Una Tassa Necessaria per il Settore dei Media

Il ministro delle Comunicazioni, Anika Wells, ha sottolineato durante una conferenza stampa che sempre più persone si informano attraverso social media e motori di ricerca. La legge, nota come News Bargaining Incentive (NBI), prevede un’imposta del 2,25% sui ricavi locali delle aziende tecnologiche, a meno che queste non raggiungano accordi commerciali con i publisher australiani. In effetti, per ogni contratto siglato con le testate, l’aliquota fiscale può scendere fino all’1,5%. Si stima che tale iniziativa potrebbe immettere tra i 200 e i 250 milioni di dollari australiani a sostegno del giornalismo locale.

Questa legge non è una novità: è il secondo tentativo da parte del governo australiano di costringere le piattaforme digitali a finanziare i media. Nel 2021, infatti, era stato introdotto il News Media Bargaining Code, che però consentiva a Big Tech di eludere i pagamenti semplicemente rimuovendo le notizie dalle loro piattaforme. Nel 2024, Meta ha scelto proprio questo percorso, causando ampie riduzioni di personale nei redattori australiani.

Un Cambiamento Strategico

Il NBI rappresenta un’evoluzione significativa rispetto al precedente codice: non c’è più possibilità di escamotage per le piattaforme, che saranno tassate indipendentemente dalla presenza di notizie. Il progetto legislativo, annunciato per la prima volta nel dicembre 2024, escluderà anche i servizi di intelligenza artificiale, il cui esame deve avvenire attraverso altri canali legislativi.

La scelta di includere TikTok nei provvedimenti è emblematica di una spinta più ampia da parte del governo per garantire che tutte le piattaforme, non solo quelle tradizionali, contribuiscano al panorama mediatico nazionale. Il vice ministro delle Finanze, Daniel Mulino, ha specificamente notato che le norme riguardanti l’IA sono allo studio separatamente.

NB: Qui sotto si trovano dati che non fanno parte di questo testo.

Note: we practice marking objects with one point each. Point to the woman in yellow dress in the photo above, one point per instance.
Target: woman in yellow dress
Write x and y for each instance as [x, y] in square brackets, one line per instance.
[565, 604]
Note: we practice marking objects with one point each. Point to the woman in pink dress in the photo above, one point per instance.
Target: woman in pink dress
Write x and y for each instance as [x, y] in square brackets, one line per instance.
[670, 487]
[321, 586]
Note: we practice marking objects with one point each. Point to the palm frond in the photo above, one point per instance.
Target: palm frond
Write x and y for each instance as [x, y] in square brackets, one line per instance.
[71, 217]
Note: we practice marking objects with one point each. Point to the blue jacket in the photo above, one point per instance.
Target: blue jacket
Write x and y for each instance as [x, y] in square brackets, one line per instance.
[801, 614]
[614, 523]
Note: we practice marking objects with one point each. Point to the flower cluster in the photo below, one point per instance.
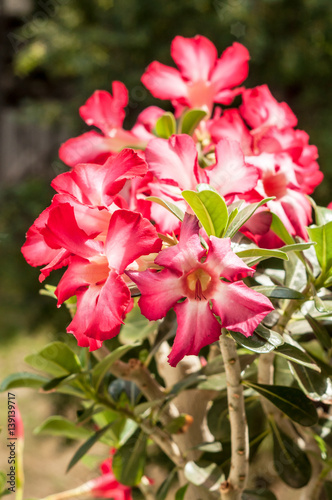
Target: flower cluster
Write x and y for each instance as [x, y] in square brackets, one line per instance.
[104, 227]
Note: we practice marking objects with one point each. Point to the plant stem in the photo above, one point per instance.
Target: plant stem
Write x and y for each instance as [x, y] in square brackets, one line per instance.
[232, 488]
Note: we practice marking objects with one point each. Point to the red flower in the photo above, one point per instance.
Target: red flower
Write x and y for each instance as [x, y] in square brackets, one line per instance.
[194, 274]
[202, 78]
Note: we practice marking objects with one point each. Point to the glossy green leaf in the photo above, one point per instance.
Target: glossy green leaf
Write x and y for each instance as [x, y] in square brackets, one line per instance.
[242, 217]
[129, 461]
[82, 450]
[289, 400]
[171, 207]
[290, 462]
[254, 343]
[297, 355]
[165, 485]
[210, 477]
[191, 119]
[23, 379]
[312, 383]
[210, 209]
[273, 337]
[320, 331]
[322, 235]
[181, 492]
[56, 358]
[258, 495]
[278, 292]
[101, 368]
[279, 229]
[165, 126]
[60, 426]
[323, 215]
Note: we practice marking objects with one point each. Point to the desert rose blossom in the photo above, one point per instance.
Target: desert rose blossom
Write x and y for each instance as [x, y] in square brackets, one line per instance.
[93, 192]
[201, 278]
[202, 78]
[107, 113]
[96, 267]
[174, 164]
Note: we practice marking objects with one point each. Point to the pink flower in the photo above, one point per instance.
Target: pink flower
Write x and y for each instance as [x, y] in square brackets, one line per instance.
[107, 486]
[174, 163]
[194, 274]
[202, 77]
[262, 111]
[107, 113]
[96, 267]
[92, 191]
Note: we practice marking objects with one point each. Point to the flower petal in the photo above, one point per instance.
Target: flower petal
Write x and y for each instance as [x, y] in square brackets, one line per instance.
[186, 255]
[195, 57]
[129, 236]
[221, 260]
[164, 82]
[232, 67]
[231, 174]
[173, 159]
[105, 111]
[240, 308]
[197, 327]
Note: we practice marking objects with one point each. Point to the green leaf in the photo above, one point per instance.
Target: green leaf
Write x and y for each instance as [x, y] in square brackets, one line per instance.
[258, 495]
[129, 461]
[323, 215]
[312, 383]
[171, 207]
[297, 247]
[101, 368]
[210, 477]
[294, 354]
[262, 253]
[181, 492]
[210, 209]
[82, 450]
[273, 337]
[23, 379]
[165, 126]
[165, 485]
[322, 235]
[60, 426]
[254, 343]
[136, 328]
[279, 229]
[56, 358]
[191, 119]
[278, 292]
[289, 400]
[291, 463]
[320, 331]
[242, 217]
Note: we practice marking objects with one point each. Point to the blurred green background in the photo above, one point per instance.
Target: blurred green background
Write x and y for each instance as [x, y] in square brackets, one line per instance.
[57, 52]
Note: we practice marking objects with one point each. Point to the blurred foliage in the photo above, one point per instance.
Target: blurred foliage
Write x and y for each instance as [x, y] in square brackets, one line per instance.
[77, 46]
[85, 45]
[20, 307]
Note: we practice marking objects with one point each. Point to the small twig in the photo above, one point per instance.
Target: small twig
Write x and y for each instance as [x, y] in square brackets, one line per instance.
[232, 488]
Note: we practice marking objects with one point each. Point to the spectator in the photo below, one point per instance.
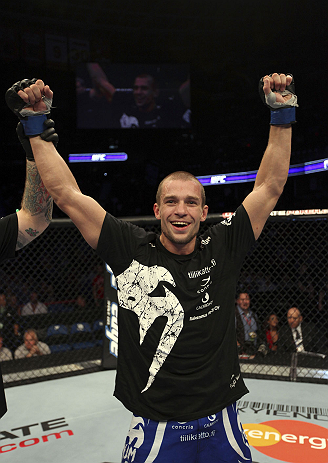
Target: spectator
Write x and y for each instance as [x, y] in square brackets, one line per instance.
[8, 317]
[13, 304]
[246, 325]
[5, 353]
[272, 332]
[32, 347]
[34, 307]
[297, 336]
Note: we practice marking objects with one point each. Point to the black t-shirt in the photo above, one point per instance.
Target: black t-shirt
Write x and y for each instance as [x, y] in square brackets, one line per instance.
[8, 240]
[177, 349]
[169, 112]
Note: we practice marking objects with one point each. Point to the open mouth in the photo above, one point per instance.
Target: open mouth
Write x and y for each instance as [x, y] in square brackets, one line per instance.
[180, 225]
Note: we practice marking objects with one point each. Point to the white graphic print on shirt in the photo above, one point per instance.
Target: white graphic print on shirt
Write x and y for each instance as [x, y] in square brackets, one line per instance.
[135, 285]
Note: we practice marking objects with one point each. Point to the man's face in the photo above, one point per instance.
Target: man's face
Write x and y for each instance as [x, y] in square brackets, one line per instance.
[294, 317]
[29, 341]
[273, 321]
[244, 301]
[144, 93]
[180, 212]
[34, 298]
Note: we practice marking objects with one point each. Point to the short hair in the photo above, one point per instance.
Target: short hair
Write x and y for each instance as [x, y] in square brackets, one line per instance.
[180, 175]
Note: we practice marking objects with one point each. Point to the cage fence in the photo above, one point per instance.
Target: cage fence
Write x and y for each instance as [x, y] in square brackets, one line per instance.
[62, 278]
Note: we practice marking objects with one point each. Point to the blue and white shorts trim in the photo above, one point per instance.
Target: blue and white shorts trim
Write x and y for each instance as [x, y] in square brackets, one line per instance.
[217, 438]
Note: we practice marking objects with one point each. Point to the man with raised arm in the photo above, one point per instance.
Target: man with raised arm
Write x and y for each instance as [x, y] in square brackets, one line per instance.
[178, 368]
[20, 228]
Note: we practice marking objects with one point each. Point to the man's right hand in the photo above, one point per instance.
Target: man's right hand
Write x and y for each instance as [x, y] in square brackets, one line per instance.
[29, 95]
[31, 101]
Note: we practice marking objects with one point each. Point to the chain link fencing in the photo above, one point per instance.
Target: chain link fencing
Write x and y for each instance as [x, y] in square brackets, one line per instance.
[286, 268]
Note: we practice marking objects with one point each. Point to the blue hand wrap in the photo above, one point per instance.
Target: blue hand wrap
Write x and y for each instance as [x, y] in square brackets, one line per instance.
[33, 125]
[283, 116]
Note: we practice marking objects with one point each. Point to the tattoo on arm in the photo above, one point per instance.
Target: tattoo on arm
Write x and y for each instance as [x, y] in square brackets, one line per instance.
[36, 199]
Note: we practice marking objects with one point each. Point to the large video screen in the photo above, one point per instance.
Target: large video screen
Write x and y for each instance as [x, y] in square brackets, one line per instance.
[113, 96]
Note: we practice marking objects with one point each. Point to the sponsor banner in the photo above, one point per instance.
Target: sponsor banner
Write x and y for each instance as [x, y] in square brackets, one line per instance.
[18, 439]
[289, 441]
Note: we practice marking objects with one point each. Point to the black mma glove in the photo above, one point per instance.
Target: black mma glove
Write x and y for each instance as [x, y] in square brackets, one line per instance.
[32, 121]
[48, 134]
[281, 113]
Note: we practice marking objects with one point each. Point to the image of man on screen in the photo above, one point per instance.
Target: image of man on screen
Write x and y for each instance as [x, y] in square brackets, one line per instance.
[142, 106]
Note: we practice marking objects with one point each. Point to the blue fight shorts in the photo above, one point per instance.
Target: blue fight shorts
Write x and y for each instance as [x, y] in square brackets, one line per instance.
[217, 438]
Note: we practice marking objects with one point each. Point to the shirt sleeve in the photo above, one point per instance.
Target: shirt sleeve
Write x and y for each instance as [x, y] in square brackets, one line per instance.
[118, 242]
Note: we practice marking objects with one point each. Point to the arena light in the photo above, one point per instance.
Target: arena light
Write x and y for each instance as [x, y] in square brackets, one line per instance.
[97, 157]
[310, 167]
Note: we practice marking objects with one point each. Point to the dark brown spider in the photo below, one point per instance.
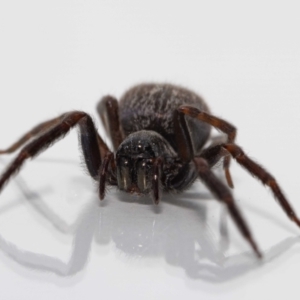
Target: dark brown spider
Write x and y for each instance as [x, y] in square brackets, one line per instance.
[158, 132]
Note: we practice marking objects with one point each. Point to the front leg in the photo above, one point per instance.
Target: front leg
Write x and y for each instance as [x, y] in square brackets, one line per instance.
[218, 123]
[90, 143]
[223, 194]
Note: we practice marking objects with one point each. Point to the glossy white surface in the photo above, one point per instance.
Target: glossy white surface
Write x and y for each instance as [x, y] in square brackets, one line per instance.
[56, 240]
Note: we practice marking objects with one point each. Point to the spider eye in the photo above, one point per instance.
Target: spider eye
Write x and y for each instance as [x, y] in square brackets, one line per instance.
[143, 175]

Un Diritto Nazionale Sottolineato

Le tensioni con gli Stati Uniti, in particolare con l’amministrazione Trump, non sono mancate. Le autorità americane hanno contestato le imposte sui servizi digitali applicate a società statunitensi, avvertendo paesi come il Regno Unito e ora l’Australia di possibili ritorsioni. Tuttavia, il primo ministro Anthony Albanese ha ribadito che le decisioni del suo governo saranno sempre orientate al bene nazionale.

Se la legge verrà approvata, le piattaforme avranno tempo fino a luglio per conformarsi. Questo potrebbe avere repercussioni significative anche per gli operatori e i lettori italiani, dato che i temi della giustizia retributiva nel settore dell’informazione sono sempre più attuali anche nel nostro paese. Le esperienze degli altri stati, come Canada e Brasile, mostrano che il percorso è irto di difficoltà ma necessario per la tutela dei diritti dei giornalisti.

Conclusione: Un Passo Avanti nel Settore Informativo

La proposta australiana segna un passo audace verso l’equilibrio tra Big Tech e il mondo dell’informazione. In un contesto globale sempre più dominato dai colossi digitali, la lotta per una compensazione equa per il lavoro giornalistico non è solo un affare interno, ma un segnale importante per altri paesi, Italia compresa. L’auspicio è che simili iniziative possano portare a un riconsiderazione delle dinamiche di potere nel panorama delle notizie, garantendo un’informazione di qualità per tutti.